Initially, a hospital has applied the CNP algorithm to visualize the medical data related to disease X and find significant patterns in different resolutions about symptoms, such as a pattern found in the low resolution could be “body temperature movements appear to be cyclic and meanwhile the blood pressure remains high in the first few weeks”, whereas a pattern found in the high resolution could be “body temperature remains above normal for four consecutive days and drops in the normal range for five consecutive days and then increases again. Meanwhile, the blood pressure has little fluctuations throughout the day but shows an increasing trend in overall”. To diagnose whether a patient has disease X, a doctor may first use the pattern in the low resolution to reject the possibility if the patient’s symptoms do not conformed to the pattern.
Otherwise, the doctor may take a closer look on the pattern in the high resolution to confirm the diagnosis.
Let us consider a case of embracing the use of the CNP algorithm in the business world. Corporation W has over hundred fast food chain stores. In order to improve the operational efficiency and assist managers in decision making, data analyzers apply the CNP algorithm to find patterns in a database where each record in the database represents a branch and each record contains two sequences: the number of customers and the delay to fulfill the meal order and these values are recorded on a hourly basis for each day. Since the CNP algorithm is able to generate patterns in the multiple resolutions, decision-makers can focus on a targeted area of their interests.

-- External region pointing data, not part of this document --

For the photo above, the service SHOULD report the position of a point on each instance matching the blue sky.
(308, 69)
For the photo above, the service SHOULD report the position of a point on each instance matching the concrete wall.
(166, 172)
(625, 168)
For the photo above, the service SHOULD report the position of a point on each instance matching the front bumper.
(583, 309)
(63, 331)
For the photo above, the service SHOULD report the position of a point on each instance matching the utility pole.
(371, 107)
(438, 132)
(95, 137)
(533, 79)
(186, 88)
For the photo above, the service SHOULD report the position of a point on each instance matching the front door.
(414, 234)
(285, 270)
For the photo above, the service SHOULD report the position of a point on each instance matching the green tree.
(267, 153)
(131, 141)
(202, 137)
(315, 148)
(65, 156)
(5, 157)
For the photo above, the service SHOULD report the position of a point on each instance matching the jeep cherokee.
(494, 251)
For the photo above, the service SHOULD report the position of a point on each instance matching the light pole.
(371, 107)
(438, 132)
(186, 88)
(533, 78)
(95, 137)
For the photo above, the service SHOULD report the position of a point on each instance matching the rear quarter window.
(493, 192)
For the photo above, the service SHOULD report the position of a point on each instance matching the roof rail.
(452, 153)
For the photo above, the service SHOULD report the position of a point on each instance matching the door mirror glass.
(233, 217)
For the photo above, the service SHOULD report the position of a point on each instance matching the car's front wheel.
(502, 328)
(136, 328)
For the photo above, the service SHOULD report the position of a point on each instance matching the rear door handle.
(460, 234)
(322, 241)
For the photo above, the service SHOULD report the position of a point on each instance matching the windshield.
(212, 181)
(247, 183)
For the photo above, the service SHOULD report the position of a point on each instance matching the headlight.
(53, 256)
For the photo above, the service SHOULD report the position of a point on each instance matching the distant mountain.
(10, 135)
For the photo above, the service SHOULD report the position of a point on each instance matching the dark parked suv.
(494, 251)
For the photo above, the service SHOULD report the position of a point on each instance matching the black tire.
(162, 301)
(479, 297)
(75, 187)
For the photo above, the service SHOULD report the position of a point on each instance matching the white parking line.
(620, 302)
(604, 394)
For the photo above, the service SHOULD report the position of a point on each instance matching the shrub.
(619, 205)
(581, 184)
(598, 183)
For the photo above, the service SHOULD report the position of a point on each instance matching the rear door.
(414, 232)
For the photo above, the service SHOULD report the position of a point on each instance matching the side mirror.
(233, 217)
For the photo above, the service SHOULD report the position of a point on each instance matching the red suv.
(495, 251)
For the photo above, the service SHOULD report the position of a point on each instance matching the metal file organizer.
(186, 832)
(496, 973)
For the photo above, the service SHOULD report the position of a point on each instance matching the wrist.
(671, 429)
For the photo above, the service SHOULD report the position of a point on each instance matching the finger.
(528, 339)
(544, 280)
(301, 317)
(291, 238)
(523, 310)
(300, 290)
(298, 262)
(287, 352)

For instance, the chief executive officer (CEO) of the corporation may be only interested in a broader view on data, and hence he/she focuses on the patterns found in the low resolution,
10
whereas the branch managers may concern more detail information in data and thus they concentrate on the patterns found in the high resolution. These patterns may help the corporation to make staffing decisions and improve service delivery efficiency. As seen from the above examples, the study on mining patterns in the multiple resolutions can be used for many real-world applications.
The choice of symbolic or numerical methods depends on the visualizations required by the users or the applications in different areas. For instance, we may apply the symbolic method to discover patterns in the fields of finance or meteorology because users simply demand an overview of trends, whereas in the field of medical science or disaster forecasting (e.g. hurricane), the numerical method is adopted because doctors or experts need rigorous patterns that can help them to diagnose diseases or predict disasters.